Challenging Business as Usual
Despite spending more per student than all but two states, maintaining a 14:1 student-to-teacher ratio, and offering among the higher teacher salaries in the nation, Washington, D.C., has long had the absolute worst public school system in the nation. The District’s schools rank dead last in math and reading, as assessed by the National Assessment of Educational Progress evaluations. Washington has struggled for decades to change this culture of academic failure, but to no avail.
But, as Newsweek recently reported, the District is now in the midst of a paradigm-shift regarding the way that schooling is done. The first break from tradition came with the District’s successful introduction of dozens of charter schools. Shortly thereafter, Congress authorized a scholarship program that allows more than 1,800 low-income students (the program had four times that many applicants) to attend the best available schools, whether public or private. Then, shortly after his election in 2006, Mayor Adrian Fenty stripped authority from the school board and appointed Michelle Rhee as the chancellor of Washington’s public schools.
The article does an excellent job of highlighting how the city’s schools had been paralyzed by the teachers’ unions’ staunch opposition to any changes that would have made it easier to remove ineffective administrators and educators, and it gives a snapshot of how D.C.’s leadership is making its first concerted effort to transform the city’s public education landscape in a fundamental way. In addition to their willingness to consolidate underpopulated schools and fire ineffective-but-popular administrators, Rhee and Mayor Fenty have raised the possibility of nearly doubling the salaries of the city’s teachers, provided that they are willing to abandon the security of tenure.

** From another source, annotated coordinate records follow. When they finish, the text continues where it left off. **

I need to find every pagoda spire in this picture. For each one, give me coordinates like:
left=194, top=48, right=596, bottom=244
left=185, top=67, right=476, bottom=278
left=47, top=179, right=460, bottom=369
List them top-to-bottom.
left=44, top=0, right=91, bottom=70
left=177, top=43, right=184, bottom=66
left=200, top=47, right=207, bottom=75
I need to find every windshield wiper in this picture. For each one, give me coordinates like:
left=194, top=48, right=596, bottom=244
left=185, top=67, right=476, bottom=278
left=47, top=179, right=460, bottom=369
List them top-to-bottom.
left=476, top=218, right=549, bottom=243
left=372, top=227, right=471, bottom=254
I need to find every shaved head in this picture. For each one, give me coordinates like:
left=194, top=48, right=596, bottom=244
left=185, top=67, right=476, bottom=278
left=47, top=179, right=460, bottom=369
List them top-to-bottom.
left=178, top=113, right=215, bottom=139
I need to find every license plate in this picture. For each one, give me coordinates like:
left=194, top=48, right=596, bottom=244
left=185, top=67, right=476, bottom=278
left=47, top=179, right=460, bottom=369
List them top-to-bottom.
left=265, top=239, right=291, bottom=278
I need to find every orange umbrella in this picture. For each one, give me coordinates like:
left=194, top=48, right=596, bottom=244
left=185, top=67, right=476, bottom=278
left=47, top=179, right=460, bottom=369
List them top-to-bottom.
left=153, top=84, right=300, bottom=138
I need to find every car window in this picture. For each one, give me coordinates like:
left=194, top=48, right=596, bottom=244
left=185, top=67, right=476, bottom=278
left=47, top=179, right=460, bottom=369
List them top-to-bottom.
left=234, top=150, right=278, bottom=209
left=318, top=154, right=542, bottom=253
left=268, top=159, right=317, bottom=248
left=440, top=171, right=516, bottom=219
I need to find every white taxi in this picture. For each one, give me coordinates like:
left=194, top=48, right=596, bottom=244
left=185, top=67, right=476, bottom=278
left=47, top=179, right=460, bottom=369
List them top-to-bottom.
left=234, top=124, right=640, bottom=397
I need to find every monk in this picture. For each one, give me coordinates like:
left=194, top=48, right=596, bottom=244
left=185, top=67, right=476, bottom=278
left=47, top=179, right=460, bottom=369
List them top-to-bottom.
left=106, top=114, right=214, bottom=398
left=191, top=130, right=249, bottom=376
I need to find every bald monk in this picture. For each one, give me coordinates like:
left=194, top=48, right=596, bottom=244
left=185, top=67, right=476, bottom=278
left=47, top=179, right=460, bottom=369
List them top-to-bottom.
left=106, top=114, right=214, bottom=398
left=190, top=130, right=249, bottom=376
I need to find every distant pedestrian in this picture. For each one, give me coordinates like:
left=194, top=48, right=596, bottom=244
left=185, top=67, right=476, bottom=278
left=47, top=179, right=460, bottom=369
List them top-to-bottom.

These changes are terrifying for the educational establishment, which has mobilized an enormous effort to try and maintain the status quo, but these are precisely the kinds of fundamental reforms necessary to ensure that public schools are more focused on meeting the needs of their children than they are on creating job security for education professionals.
Given that St. Louis shares many of the same challenges facing Washington, D.C., the city would be wise to watch Washington’s progress as we evaluate the future of our own school system.